La palabra del Señor se extendió por toda la región. Pero los líderes judíos incitaron a las mujeres piadosas de alto rango y a los hombres prominentes de la ciudad. Incitaron a la persecución contra Pablo y Bernabé, y los expulsaron de su región. Así que, sacudiéndose el polvo de los pies como advertencia, fueron a Iconio. Y los discípulos se llenaron de gozo y del Espíritu Santo.
Hechos 13:49-52

Jesús dijo a sus discípulos: «El que a vosotros os escucha, a mí me escucha; el que a vosotros os rechaza, a mí me rechaza; y el que a mí me rechaza, rechaza al que me envió.»
Lucas 10:16

Carguen con mi yugo y aprendan de mí, que soy manso y humilde de corazón, y hallarán descanso para sus almas. Porque mi yugo es suave y mi carga ligera.
Mateo 11:28-30


Mi preciosa hija de diez años subió las escaleras furiosa, pisando fuerte con todas sus piernas. Al cerrar la puerta del dormitorio de un portazo, gritó: "¡Te odio!". Siendo adulta, no me afectó en absoluto. Sabía que me quería. Estaba frustrada con mis reglas y consecuencias. La energía de su egocéntrica mente infantil tenía que ir a alguna parte, y el "odio" era la emoción más fácil de verbalizar y proyectar. Mi hija no me rechazaba, rechazaba mis estándares. Podía ver a través de la neblina caótica.

Abordo el compartir mi fe con el mismo encogimiento de hombros informal.

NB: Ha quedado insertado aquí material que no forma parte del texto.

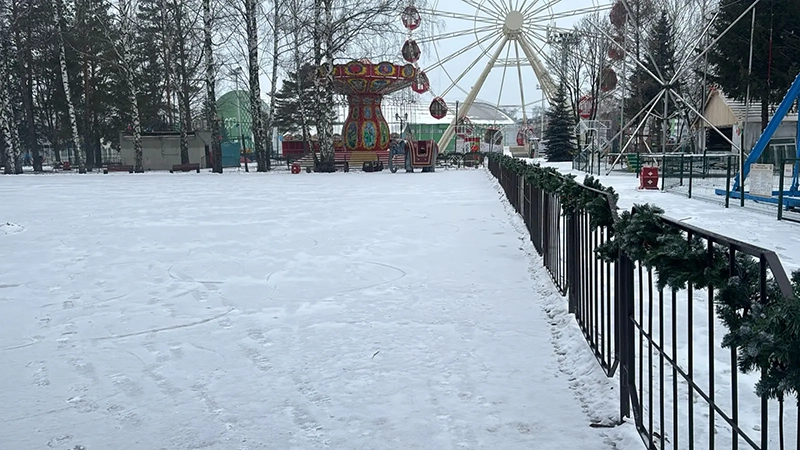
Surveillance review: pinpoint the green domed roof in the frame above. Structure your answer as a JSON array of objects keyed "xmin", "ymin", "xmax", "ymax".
[{"xmin": 217, "ymin": 90, "xmax": 269, "ymax": 142}]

Suavemente, en el momento oportuno, expongo el estándar de Dios para la vida eterna. Jesús dijo: "Me están rechazando", así que intento no internalizar una respuesta poco receptiva. A veces, incluso, respiro hondo y sacudo el pie para liberar esa vibra negativa. Oro por ellos cuando nos separamos. Le pregunto a Dios si debo hacer o decir algo más. Todo esto es responsabilidad de Dios; soy demasiado pequeño para asumir la responsabilidad. Si internalizara cada rechazo, me inmovilizaría. Al principio de mi camino de fe, el rechazo me paralizó, y no pude evitar pensar que Satanás se deleitaba con eso. Anhelo el deleite de Dios, así que seguí intentándolo.

La última vez que hablé de Jesús fue con un musulmán en Indonesia. Le pregunté sobre sus creencias y me dijo que Jesús era un gran profeta. Compartí una cita de C. S. Lewis que sugiere que Jesús es Dios o un loco, ya que afirmó ser Dios. Este señor dijo que Jesús nunca afirmó ser Dios. Le pregunté si podía enviarle versículos bíblicos que dijeran lo contrario, y aceptó. Respondió con un emoji de pulgar hacia arriba. Como nunca volvimos a hablar de religión, me pregunté si el emoji equivalía a una palmadita condescendiente en la cabeza. Sin embargo, no me sentí rechazado. Sentí que seguí la guía del Espíritu Santo y le dije a Dios: «Estoy seguro de que tienes un plan en todo esto. Es un hombre encantador y sé que quieres que se salve. Gracias por dejarme participar, aunque sea un poquito»

En mi contexto, realmente no hay razones para no compartir a Jesús con la gente. Nunca temo la cárcel ni mi vida. Puedo ignorar un poco la ofensa. No puedo hablar de la increíble valentía de los cristianos que lo arriesgan todo por su testimonio, como lo hicieron los discípulos. 

Próximos pasos

¿Cuándo fue la última vez que compartiste tu fe con alguien que no conoce a Jesús? Si ya ha pasado tiempo, pregúntate por qué. ¿Qué cambios puedes hacer para crecer en valentía?